Dice probability of sum on different sided dice

Question

I need some help here: How do I calculate the probabilities of getting, say, the sum of 38 when rolling 2d4 3d3 8d12 (for those who does not know, that means: 2 dice of 4 sides, 3 of 3 sides and 8 of 12 sides). Can somebody help me with that?

Answer 1

It's the coefficient of $x^{38}$ in

$$p(x) = (x+x^2+x^3+x^4)^2 (x+x^2+x^3)^3(x+x^2+ x^3 + x^4+ \cdots +x^{12})^8$$

Can you see why? Every throw with that sum corresponds to a choice of a term in these polynomials and all such combinations give rise to that coefficient.
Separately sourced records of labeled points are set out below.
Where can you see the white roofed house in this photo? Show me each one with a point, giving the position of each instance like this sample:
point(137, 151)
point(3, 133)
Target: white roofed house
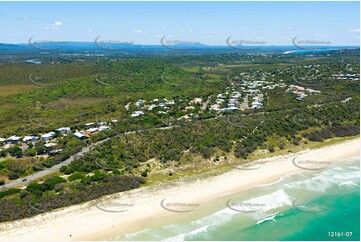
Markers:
point(32, 139)
point(13, 140)
point(197, 100)
point(104, 127)
point(63, 130)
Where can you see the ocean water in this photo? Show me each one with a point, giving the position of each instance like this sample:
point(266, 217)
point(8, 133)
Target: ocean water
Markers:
point(314, 205)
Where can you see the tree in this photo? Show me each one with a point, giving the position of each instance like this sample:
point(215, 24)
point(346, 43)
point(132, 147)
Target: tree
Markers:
point(30, 152)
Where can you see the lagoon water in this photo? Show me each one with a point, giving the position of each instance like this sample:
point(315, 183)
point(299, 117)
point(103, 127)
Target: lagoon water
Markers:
point(313, 205)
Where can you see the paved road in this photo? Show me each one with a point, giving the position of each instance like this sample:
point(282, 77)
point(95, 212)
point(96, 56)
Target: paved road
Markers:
point(25, 180)
point(205, 104)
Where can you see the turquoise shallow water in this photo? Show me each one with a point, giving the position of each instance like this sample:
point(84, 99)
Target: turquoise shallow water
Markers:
point(318, 205)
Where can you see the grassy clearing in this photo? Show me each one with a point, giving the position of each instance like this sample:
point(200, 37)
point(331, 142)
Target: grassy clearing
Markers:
point(15, 89)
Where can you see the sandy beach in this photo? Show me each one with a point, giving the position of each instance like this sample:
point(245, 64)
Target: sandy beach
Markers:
point(132, 211)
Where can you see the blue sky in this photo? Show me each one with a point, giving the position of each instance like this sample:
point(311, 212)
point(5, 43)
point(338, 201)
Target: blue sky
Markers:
point(274, 23)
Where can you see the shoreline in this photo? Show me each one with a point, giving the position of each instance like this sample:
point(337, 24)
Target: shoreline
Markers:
point(134, 210)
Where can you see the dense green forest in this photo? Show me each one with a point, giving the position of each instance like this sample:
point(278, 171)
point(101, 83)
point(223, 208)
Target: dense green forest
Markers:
point(72, 93)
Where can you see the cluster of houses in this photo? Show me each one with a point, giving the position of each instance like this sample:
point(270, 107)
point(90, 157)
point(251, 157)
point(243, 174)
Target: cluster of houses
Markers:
point(352, 77)
point(155, 104)
point(301, 92)
point(48, 138)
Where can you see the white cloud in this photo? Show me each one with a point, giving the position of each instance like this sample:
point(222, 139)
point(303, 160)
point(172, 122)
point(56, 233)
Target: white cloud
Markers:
point(53, 26)
point(58, 23)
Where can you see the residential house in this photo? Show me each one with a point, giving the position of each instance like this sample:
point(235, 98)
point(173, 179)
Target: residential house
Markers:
point(32, 139)
point(13, 140)
point(63, 130)
point(48, 136)
point(79, 135)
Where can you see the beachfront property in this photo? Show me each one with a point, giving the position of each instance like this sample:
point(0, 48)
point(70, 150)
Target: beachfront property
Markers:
point(301, 92)
point(47, 136)
point(13, 139)
point(79, 135)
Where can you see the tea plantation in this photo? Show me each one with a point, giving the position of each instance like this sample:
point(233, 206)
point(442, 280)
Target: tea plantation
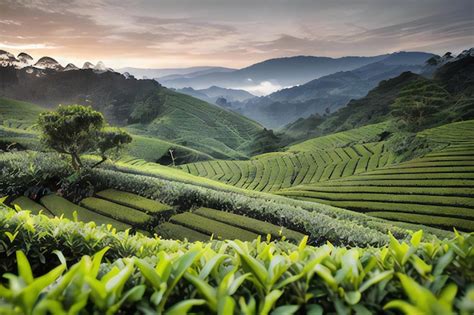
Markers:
point(344, 170)
point(357, 222)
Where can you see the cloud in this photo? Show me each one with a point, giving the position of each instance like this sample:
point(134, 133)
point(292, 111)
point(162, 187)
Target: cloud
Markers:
point(261, 89)
point(173, 33)
point(26, 46)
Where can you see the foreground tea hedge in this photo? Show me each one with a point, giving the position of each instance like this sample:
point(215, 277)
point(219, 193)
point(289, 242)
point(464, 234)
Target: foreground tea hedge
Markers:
point(139, 275)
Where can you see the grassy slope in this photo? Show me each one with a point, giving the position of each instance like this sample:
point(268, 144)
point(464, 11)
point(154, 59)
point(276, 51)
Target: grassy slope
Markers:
point(202, 126)
point(313, 169)
point(17, 124)
point(435, 189)
point(320, 159)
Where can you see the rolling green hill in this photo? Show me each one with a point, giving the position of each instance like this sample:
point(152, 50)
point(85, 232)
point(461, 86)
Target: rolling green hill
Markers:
point(351, 170)
point(449, 92)
point(143, 106)
point(194, 123)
Expand $(x+x^2+x^3+ x^4+x^5+x^6)^2$ for a pair of D6, to see this happening.

Wolfram Alpha can expand these sums and form there I got the answer 314152685 (link to computation).
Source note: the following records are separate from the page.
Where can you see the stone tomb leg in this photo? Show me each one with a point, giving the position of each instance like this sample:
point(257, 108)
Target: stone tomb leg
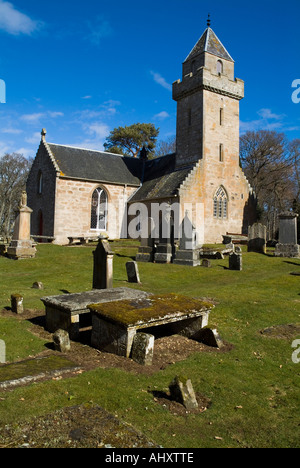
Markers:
point(69, 311)
point(115, 325)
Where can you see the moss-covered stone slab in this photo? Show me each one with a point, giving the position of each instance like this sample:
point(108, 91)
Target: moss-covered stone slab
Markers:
point(31, 370)
point(115, 324)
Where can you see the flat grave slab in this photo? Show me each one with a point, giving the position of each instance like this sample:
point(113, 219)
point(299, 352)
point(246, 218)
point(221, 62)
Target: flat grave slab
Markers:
point(32, 370)
point(115, 324)
point(70, 312)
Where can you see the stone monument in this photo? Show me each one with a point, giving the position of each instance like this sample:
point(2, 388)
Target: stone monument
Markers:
point(146, 249)
point(103, 266)
point(257, 238)
point(189, 252)
point(287, 245)
point(21, 245)
point(165, 247)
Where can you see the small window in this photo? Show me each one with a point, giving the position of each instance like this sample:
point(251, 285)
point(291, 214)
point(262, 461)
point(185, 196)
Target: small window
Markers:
point(40, 183)
point(221, 116)
point(220, 207)
point(219, 66)
point(189, 117)
point(193, 66)
point(221, 153)
point(99, 210)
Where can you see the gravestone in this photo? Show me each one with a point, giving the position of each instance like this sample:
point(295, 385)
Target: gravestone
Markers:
point(210, 337)
point(21, 245)
point(142, 349)
point(287, 245)
point(188, 253)
point(146, 250)
point(165, 247)
point(182, 391)
point(257, 238)
point(132, 272)
point(103, 266)
point(61, 341)
point(235, 261)
point(17, 304)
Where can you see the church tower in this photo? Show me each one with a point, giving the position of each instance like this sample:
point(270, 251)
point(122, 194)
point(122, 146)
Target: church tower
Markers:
point(208, 104)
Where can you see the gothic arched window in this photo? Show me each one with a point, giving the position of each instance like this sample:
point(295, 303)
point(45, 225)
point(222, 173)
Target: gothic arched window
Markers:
point(219, 66)
point(221, 203)
point(99, 210)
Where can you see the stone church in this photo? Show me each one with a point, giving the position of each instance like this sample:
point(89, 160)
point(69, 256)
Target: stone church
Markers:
point(77, 192)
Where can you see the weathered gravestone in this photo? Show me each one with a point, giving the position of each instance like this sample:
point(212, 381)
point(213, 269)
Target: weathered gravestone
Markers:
point(182, 391)
point(132, 272)
point(257, 238)
point(287, 245)
point(21, 245)
point(17, 304)
point(61, 341)
point(142, 349)
point(235, 261)
point(103, 266)
point(165, 248)
point(146, 250)
point(188, 253)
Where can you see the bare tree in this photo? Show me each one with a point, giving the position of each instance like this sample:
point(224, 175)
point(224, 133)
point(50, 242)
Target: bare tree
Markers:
point(14, 169)
point(268, 165)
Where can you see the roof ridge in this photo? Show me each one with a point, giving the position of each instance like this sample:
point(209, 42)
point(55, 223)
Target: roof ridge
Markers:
point(87, 149)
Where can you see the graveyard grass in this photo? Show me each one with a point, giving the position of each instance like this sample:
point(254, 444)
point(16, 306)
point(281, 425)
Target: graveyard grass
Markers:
point(253, 388)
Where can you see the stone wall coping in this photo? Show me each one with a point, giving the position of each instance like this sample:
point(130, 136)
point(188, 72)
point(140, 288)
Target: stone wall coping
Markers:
point(152, 311)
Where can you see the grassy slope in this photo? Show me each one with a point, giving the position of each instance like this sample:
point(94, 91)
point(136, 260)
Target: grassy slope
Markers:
point(254, 389)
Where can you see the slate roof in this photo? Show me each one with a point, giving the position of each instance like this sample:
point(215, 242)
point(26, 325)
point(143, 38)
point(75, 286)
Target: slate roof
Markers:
point(161, 179)
point(210, 43)
point(97, 166)
point(155, 178)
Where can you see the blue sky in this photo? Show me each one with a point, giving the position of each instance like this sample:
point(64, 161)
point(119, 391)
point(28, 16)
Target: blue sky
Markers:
point(82, 68)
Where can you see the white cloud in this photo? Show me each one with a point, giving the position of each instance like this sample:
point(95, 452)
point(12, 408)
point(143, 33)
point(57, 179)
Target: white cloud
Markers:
point(161, 81)
point(12, 131)
point(268, 121)
point(56, 114)
point(15, 22)
point(32, 117)
point(34, 139)
point(98, 30)
point(162, 115)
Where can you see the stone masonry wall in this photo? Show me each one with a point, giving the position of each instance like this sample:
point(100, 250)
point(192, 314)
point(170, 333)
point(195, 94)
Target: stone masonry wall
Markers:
point(43, 203)
point(73, 208)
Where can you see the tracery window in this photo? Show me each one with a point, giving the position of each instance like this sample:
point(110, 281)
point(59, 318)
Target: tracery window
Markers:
point(221, 204)
point(99, 210)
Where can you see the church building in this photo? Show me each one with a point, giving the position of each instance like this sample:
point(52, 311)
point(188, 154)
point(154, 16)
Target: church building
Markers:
point(77, 192)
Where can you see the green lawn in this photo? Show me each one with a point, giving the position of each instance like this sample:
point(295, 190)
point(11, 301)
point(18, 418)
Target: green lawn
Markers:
point(254, 389)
But by hand: get out the $x$ from each term, and use $$(1+x+\cdots +x^n) = \frac{1-x^{n+1}}{1-x} = (1-x^{n+1})(1-x)^{-1}$$

and $$(1-x)^{-n} = \sum_{k=0}^{\infty} \binom{-n}{k} 1^{n-k}(-x)^{k} =\sum_{k=0}^\infty (-1)^k \binom{n+k+1}{k}(-x)^k = \sum_{k=0}^\infty\binom{n+k-1}{k} x^k$$

by the negative binomial series

Using this:

$$p(x) = x^{13}(1-x^5)^2\left(\sum_{k\ge 0} \binom{k+1}{k}x^k\right)(1-x^4)^3 \left(\sum_{k \ge 0} \binom{k+2}{k}x^k\right) (1-x^{13})^{8}\left( \sum_{k \ge 0} \binom{k+7}{k} x^k\right)$$

and expand the positive powers with the binomial formula, leaving relatively few terms to consider for $x^{38}$, try it.